Respect for your mother-in-law

United States
September 29, 2010 1:59am CST
Even though I posted this discussion under "Wife"... men are welcome to comment as well at your own discretion. I have struggled with this for quite some time now... but I realized that there is no running away from the fact that I can't stand my mother-in-law. I respect her to a certain extent... when she respects me. But, I have never really been fond of her even before my husband and I became married. When we were just friends, she liked me and was nice to me. After my husband and I started dating, I noticed the immediate change. I have caught her talking about me behind my back to people on the phone. I catch evil looks from her on a regular basis. I have been disrespected by her and here recently was in a VERY bad argument with her that left me not wanting any dealings with her. PERIOD. I do wish that I had a mother-in-law that I actually liked and got along with... but I now see that that will never happen with her and I've grown to accept it. My husband's mother... is the first of any guy's mom that I have been... to NOT like me. All the other moms adored me... so this experience has been quite different and definitely trying. Do you have respect for your mother-in-law?? Whether it be your wife or your husband's mother?? Do you both get along?? Or is it just a front to keep the peace with your husband and his family??
3 responses
• United States
29 Sep 10
I cannot stand my mother-in-law and I do not respect her. She's a dreadful person and I want nothing to do with her, or any of his family for that matter. I have not seen or spoken to any of my in-laws in over 4 years and I fully intend to keep it that way. They're terrible toxic people and I refuse to have that in my life.
• United States
29 Sep 10
Lol your thoughts sound similar to mine. I feel that my mother-in-law is dreadful, too and if I didn't have to see her/speak to her/or interact with her for the rest of my life, that would still be too soon!! That's exactly how I feel. And, I hope to enact exactly what you are doing someday very soon. Thanks for sharing your views!!
• United States
29 Sep 10
She started showing her true colours right around the time we got engaged and I told him right then and there that he could do whatever he wanted with them, but I wanted nothing to do with them ever again. I gave him the choice, if he couldn't handle that, then he could find someone who would get along better with his family, but I absolutely refused. Their behaviour up until then, and even now since then, has been completely unforgivable and completely intolerable.
• United States
29 Sep 10
I can definitely understand where you're coming from.
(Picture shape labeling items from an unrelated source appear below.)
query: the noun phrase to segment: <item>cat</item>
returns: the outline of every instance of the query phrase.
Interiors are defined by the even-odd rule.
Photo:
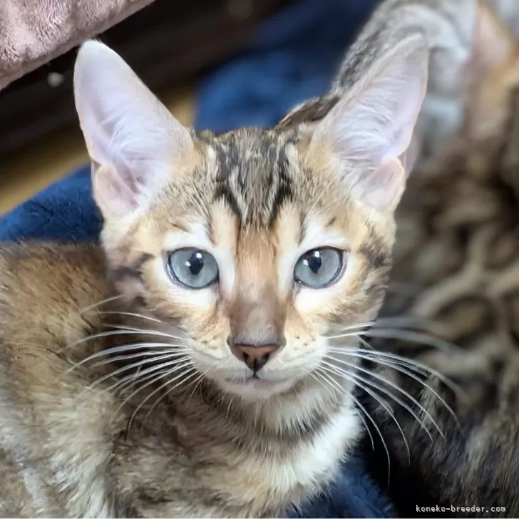
[[[359,81],[379,49],[391,48],[413,31],[426,38],[430,59],[427,92],[408,152],[408,169],[419,158],[419,173],[425,174],[428,165],[435,170],[442,157],[461,153],[460,135],[473,86],[504,61],[514,44],[483,0],[383,0],[346,53],[330,92],[294,107],[285,123],[321,120],[341,93]],[[498,38],[497,33],[506,37]]]
[[[371,341],[380,353],[365,355],[419,418],[384,391],[384,406],[371,395],[365,404],[390,451],[390,489],[404,517],[436,505],[454,517],[519,514],[519,42],[485,13],[494,63],[467,98],[458,151],[425,176],[418,160],[396,212],[381,322],[415,329],[374,328],[384,336]],[[395,354],[408,361],[388,371]]]
[[[81,46],[101,245],[0,249],[1,515],[273,517],[333,480],[427,64],[409,33],[318,124],[215,135]]]

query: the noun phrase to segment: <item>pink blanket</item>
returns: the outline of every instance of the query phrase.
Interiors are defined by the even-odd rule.
[[[0,0],[0,88],[152,1]]]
Your husband did love you enough to work things out so that it worked for everyone and that is a true blessing.
@rastogisw (445)
• India
5 Oct 10
I respect for my mother-in-law and I do care for her but when we live together means with in-laws then it becomes difficult to be happy with them ...as they always in a mood to rectifying the things or always interrupt in work ...that I really dont like but when we live far apart and meet on week ends then it is nice .
• United States
5 Oct 10
I can understand that. In that type of situation and in certain instances, distance does make things better!! Thanks for commenting!!
@dorannmwin (36392)
• United States
2 Oct 10
I have a lot of respect for my mother-in-law. First off, I have respect for her because of the fact that she is my husband's mother. If it wasn't for her, then my husband would not be the man that he is today. In addition to that, I also have respect for her because she hasn't really had an easy life. I don't think that there will ever be a time that I will be able to say that I love her, but I will always be able to say that I respect her.
• United States
2 Oct 10
Respect is a strong issue in ANY relationship. I think you are blessed to have that mutual respect between you and your mother-in-law. Thanks for sharing!!